Violent criminals would he held accountable for their actions by closing a loophole that allows them to escape prosecution and punishment for their crimes after five years in a bill passed by the Senate is signed into law.

"There is no statute of limitations on the pain and anguish constantly endured by the victims of violent crimes, and there should be no statute of limitations on prosecuting the barbaric criminals who commit these heinous crimes," said Senate Majority Leader Joseph L. Bruno. "We must eliminate the five year statute of limitations so we can ensure that criminals are prosecuted for their crimes and brought to justice.  These measures are commonsense public protection. I hope the Assembly will act on them so we can get a result from the process, prosecution for the criminals and justice for the victims."

Legislation (S.5342) passed by the Senate, sponsored by Sen.
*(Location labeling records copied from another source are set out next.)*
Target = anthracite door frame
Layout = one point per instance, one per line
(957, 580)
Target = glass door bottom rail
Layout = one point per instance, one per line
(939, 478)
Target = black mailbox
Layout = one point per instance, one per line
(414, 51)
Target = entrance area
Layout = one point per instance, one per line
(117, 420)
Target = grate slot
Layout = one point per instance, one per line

Dean Skelos (R, Rockville Centre), would eliminate the statute of limitations period in criminal cases where the identity of the offender is established by means of DNA evidence. Under current law, rapists and other violent criminals can escape prosecution when charges are not formally brought up within five years. Presently, only prosecutions for murder and other violent class A felonies are exempt for any statute of limitations.
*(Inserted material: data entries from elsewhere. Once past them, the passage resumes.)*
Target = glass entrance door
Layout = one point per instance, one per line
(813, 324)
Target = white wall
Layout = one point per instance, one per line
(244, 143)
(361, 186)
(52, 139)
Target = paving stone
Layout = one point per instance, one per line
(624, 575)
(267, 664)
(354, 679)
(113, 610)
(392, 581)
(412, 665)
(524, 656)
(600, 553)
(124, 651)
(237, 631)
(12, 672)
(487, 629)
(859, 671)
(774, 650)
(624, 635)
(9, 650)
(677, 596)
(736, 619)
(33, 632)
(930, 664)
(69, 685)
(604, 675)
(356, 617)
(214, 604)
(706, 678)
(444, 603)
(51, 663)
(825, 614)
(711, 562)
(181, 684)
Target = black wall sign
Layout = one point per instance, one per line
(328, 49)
"Rape and sexual assault are violent crimes committed by violent people," said Sen. Skelos. "If DNA evidence is available, there is no reason why these criminals should escape prosecution merely because they were lucky enough not to get caught. These crimes have a lifelong impact on their victims and an arbitrary five year period should not dictate the administration of justice."
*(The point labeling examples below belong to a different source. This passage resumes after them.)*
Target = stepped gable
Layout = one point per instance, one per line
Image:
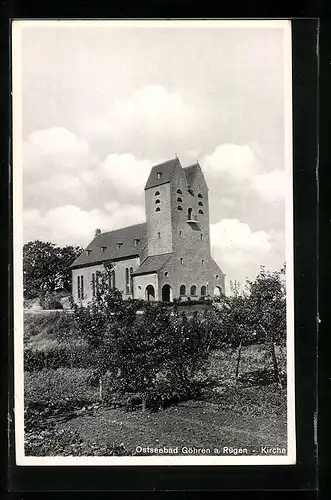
(152, 264)
(166, 170)
(114, 245)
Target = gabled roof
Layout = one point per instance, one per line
(190, 173)
(152, 264)
(166, 170)
(93, 253)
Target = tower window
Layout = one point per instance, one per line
(127, 281)
(93, 285)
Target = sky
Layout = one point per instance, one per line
(102, 104)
"Since 1996, the Senate has passed 10 different bills that would extend or eliminate the statute of limitations, but Assembly leadership has failed to allow these bills to the floor for a vote," said Skelos. "With the remarkable advances in DNA technology, there is no sound reason to allow these dangerous criminals to use a loophole to evade justice. I urge the Assembly to join with us to get this legislation enacted."

The bill would also:

1) require offenders adjudicated as youthful offenders to provide a DNA sample for inclusion in the State DNA Databank;

2) make it a crime when a designated offender fails to provide a DNA sample; and add the new crime of aggravated perjury.

The Senate also passed legislation (S.6524), sponsored by Skelos that would eliminate the statute of limitations for certain class B violent felonies.